The concept of "thread of control" is new to MSC. MSC-96 describes a set
of interacting, parallel instances. It is true that some "threads" or
"traces" are legal sequences of events while others are excluded by any
given description. What then is a "thread of control"?
If the basic model is the execution of a C++ program, the situation is
different. A C++ execution can be seen as a thread of control through
the set of objects of which member functions are executed.
If the basic model is an SDL system execution, where the processes also
apply remote procedures, this is something in between the two models
sketched above, and this is the situation I believe we want to describe
in MSC-2000. When a process A calls a remote procedure P in process B,
process A will not consume any other signals until the return of P.
Neither will process A continue to do anything else; process A will just
wait.
Looking at the UML notation in "Sequence Diagrams" which intends to
describe "thread of control" (UML 1.0 Notation Guide p 66+) it seems
that the special notation (rectangle on instance axis) describes the
existence of the procedure. This means that the fact that the _caller_
is not allowed to do anything is not shown at all! What is shown is the
procedure stack. The question is whether this is what we want/need.
If we had had a notation on the other side at the remote procedure
caller, it could serve as supporting a syntactic requirement that no
events can take place within it.
For remote procedures it seems at least reasonable to have a
message-like notation describing the calling of the procedure and the
return of the procedure. There should be some way to distinguish these
messages from normal asynchronous messages.

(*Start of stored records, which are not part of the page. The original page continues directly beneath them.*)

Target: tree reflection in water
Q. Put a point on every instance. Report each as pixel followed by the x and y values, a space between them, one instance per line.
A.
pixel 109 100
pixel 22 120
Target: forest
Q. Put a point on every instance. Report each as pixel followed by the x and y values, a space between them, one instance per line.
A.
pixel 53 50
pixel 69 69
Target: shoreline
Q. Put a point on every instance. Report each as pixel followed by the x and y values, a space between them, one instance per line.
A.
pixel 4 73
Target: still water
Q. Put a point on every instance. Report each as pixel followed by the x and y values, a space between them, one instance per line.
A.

One suggestion, which is very minimum, could be the following:
1. Calling a remote procedure P: from instance A to instance B make a
message with the text "remote P(parameters)" (remote is a new keyword)

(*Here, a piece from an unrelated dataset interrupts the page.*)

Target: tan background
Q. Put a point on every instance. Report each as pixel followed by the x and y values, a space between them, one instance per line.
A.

2. Returning from a remoter procedure P: from instance B to instance A
make a message with the text "return P(parameters)" (return is a new
keyword)
3. There is a syntactic restriction that no events can take place on A
when the number of remote output is greater than the number of remote
returns.
I believe all the semantics is in here, but the diagrams may not be as
readable as desired. Therefore more syntactic sugar may be attractive.